The list does not offer element random access, even though it could with a more elaborate implementation. However, C++ aims at providing fast and lean tools, and such a bloated list would decrease performance. The list of type std::list offers the minimal functionality required, but with superior (time and memory) performance.

`std::deque<T>`

The deque (pronounced as “deck”, as in deck of cards) offers:

random access,
fast insertion and removal.

How come? Well, insertion and removal are not as fast as in std::list, and random access is not as fast as in std::vector. The deque offers a trade-off between functionality, and efficiency. Use the deque if you frequently need to random-access, insert and remove elements.

The deque is implemented with small vectors organized one after another, but without guaranteeing memory contiguity. If element reallocation, insertion or removal is required, then it’s limited to one small vector. However, random access is less efficient in comparison with vector, because finding an address of an element requires more arithmetic.

Use the deque only when the vector and the list won’t do.

`std::forward_list<T>`

Sometimes std::list is more than we need from a list. Sometimes we need to forward-iterate only, and can do without the capability to backward-iterate that is offered by std::list, the capability that we pay for with performance.

Type std::forward_list is even leaner and more performant than std::list, because it is a singly linked list: we can iterate forward, but not backward.

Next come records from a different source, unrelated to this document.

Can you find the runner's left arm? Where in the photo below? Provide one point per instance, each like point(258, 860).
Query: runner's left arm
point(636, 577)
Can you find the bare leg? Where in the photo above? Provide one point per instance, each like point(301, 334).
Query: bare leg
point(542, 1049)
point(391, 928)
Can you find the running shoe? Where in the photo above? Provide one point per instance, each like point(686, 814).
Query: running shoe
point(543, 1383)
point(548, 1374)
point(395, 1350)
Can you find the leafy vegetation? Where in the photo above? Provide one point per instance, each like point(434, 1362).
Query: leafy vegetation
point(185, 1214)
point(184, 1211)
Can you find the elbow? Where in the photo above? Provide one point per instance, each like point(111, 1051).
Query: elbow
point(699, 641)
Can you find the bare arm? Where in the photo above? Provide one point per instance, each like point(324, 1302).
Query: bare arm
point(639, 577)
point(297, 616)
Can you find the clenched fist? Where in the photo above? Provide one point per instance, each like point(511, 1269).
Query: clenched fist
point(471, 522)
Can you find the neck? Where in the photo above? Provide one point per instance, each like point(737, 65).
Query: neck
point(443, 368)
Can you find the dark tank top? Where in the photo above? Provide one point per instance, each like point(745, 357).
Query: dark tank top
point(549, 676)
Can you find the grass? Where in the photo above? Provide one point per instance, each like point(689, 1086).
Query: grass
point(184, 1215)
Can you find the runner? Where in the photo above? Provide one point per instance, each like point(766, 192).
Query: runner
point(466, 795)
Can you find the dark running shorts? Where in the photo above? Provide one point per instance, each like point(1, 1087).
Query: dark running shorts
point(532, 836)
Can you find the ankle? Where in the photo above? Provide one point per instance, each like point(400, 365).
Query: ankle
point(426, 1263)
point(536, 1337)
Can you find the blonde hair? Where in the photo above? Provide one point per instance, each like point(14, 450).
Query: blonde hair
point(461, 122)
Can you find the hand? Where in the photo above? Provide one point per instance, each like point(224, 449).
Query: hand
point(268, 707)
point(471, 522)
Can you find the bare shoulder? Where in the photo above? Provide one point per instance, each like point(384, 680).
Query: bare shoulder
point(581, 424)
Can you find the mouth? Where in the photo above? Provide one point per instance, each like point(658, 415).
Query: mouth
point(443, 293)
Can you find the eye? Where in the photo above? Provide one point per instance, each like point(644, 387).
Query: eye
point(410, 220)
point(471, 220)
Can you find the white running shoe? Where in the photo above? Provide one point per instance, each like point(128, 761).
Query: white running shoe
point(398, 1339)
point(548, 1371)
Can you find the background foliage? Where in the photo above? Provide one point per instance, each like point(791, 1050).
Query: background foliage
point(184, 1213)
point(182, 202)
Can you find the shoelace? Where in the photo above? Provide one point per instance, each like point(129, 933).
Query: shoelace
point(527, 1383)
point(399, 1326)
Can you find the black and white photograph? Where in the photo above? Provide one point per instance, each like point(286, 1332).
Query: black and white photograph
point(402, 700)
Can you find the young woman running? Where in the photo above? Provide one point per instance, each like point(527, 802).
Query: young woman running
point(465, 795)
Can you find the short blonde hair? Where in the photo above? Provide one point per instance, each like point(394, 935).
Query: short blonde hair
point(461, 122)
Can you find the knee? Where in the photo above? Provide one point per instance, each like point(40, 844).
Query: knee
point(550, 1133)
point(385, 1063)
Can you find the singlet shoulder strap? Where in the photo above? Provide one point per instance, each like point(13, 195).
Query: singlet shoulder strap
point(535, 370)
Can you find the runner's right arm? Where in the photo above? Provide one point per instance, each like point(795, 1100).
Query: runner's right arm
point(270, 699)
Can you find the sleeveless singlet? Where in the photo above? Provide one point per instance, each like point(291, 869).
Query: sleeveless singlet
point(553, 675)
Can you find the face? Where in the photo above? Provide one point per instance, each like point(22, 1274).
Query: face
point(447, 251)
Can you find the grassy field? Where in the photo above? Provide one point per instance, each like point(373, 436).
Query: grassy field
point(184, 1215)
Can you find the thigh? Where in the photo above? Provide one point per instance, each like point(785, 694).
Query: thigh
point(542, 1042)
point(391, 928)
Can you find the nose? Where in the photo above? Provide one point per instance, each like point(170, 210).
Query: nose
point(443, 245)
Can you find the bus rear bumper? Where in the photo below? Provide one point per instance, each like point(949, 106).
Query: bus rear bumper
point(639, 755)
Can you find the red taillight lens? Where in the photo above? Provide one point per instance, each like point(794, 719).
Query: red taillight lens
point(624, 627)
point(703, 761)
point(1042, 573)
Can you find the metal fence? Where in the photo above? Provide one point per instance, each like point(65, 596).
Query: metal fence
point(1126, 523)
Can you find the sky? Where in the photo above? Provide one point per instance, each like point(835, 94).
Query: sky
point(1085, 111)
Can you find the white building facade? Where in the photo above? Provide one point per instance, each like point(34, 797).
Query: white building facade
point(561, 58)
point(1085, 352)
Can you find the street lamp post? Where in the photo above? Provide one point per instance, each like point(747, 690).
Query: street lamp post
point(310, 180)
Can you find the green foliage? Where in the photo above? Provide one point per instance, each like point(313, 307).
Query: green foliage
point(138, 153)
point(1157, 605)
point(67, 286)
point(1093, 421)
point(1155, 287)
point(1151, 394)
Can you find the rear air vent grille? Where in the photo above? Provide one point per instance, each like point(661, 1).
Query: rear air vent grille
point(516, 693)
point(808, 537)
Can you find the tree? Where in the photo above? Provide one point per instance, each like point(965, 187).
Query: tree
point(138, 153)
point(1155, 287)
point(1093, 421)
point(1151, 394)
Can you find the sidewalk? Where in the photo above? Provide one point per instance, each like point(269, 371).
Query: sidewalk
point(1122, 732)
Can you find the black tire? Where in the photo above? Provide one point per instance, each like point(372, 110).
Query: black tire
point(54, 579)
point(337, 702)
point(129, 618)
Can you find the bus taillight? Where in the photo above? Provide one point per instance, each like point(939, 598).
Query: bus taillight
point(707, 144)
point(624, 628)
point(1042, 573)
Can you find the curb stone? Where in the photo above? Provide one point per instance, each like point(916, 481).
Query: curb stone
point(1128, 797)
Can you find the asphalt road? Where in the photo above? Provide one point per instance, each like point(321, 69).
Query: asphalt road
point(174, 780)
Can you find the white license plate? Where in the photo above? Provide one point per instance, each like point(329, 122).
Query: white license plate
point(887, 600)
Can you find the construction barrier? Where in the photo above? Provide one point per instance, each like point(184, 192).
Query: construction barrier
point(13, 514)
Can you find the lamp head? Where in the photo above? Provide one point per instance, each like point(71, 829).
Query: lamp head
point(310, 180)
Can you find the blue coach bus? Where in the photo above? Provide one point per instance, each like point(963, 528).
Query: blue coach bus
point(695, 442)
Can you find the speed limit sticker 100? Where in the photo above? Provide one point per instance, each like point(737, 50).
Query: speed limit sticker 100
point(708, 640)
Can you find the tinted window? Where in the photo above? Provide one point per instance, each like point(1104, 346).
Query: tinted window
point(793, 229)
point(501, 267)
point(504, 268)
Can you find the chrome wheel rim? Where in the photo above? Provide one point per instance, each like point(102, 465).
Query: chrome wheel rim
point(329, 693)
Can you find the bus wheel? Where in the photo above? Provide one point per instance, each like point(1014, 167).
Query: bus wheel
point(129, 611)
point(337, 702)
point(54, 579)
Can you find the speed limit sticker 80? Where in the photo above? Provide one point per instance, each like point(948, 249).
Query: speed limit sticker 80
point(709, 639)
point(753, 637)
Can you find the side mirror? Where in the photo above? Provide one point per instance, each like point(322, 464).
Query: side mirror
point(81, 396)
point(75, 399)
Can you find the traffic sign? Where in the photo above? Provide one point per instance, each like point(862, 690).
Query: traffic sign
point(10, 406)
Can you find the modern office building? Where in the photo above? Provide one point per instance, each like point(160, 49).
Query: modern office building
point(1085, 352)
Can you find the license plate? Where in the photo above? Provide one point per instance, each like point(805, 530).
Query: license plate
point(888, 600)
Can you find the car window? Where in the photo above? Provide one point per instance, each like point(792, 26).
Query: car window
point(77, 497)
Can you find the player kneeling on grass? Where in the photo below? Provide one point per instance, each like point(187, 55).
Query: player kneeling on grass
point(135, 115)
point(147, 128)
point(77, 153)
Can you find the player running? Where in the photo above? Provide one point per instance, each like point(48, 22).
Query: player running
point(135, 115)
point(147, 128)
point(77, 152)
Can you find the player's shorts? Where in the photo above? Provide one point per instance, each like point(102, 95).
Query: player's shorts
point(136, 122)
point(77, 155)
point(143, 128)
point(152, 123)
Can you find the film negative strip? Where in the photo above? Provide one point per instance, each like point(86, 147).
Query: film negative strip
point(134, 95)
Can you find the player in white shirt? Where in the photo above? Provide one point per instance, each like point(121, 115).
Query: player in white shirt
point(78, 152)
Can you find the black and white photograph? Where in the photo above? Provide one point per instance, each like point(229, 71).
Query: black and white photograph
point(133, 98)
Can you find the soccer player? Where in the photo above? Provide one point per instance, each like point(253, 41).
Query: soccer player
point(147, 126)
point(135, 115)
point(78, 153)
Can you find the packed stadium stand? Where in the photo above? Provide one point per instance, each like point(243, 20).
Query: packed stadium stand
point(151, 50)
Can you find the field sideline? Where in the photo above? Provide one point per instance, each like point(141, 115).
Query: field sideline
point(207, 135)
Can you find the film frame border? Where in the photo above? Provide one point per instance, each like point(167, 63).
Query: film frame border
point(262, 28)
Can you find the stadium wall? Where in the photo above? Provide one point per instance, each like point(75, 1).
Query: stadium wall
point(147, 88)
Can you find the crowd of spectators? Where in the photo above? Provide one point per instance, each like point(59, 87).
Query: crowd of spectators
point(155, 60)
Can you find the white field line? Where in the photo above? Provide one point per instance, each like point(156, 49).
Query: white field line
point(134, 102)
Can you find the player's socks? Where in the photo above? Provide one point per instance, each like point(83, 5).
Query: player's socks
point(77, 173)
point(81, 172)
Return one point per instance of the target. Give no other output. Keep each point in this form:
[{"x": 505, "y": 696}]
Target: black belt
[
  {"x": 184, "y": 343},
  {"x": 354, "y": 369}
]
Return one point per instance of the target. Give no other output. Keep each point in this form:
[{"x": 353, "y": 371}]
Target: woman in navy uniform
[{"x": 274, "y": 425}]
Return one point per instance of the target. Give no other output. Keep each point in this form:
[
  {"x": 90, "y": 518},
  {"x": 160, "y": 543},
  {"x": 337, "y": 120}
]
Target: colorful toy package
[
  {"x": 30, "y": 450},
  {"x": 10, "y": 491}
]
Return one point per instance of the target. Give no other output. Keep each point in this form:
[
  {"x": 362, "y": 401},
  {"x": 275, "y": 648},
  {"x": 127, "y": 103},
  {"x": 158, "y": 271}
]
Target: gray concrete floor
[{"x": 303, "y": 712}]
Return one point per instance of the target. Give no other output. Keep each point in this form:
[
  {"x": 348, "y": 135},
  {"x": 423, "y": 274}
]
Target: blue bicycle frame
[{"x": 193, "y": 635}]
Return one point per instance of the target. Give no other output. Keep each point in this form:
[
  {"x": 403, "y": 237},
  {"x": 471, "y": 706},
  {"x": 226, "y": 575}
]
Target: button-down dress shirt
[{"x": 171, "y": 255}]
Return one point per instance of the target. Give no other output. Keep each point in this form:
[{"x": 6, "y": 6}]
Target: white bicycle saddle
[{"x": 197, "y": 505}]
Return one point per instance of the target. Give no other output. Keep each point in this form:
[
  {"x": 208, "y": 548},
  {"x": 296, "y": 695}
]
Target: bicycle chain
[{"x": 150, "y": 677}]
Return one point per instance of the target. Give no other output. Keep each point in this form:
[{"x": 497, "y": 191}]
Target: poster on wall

`std::set`, and `std::multiset`

The set stores unique elements, and the multiset allows for multiple elements of an equal value. Both container types store the elements sorted. By default the order is ascending, but we can establish any order with a callable.

Interestingly, we cannot modify the elements, because that would destroy the order of elements, and make the container inconsistent. For this reason, the type of the elements stored is made const, even if the template argument was non-const.

If we want to modify an element, then we have to remove the element first, and insert a new element with a different value next.

#include <iostream>
#include <set>

using namespace std;

int
main()
{
  // A compiler can deduce the type of the elements stored in the set.
  // Equivalent to: set<int> s = {3, 1, 2};
  set s = {3, 1, 2};

  for(auto &e: s)
    cout << e << endl;

  // This would not compile, because we cannot modify the elements.
  // for(auto &e: s)
  //   cout << ++e << endl;

  multiset ms = {1, 2, 3, 1, 2, 3};

  for(auto &e: ms)
    cout << e << endl;
}

Iterators

Iterators are the glue between the containers, and the algorithms. Function std::sort can be used with various containers through iterators. Iterators provide access to the container elements, so that we do not care about the type of a container (the container type was abstracted away).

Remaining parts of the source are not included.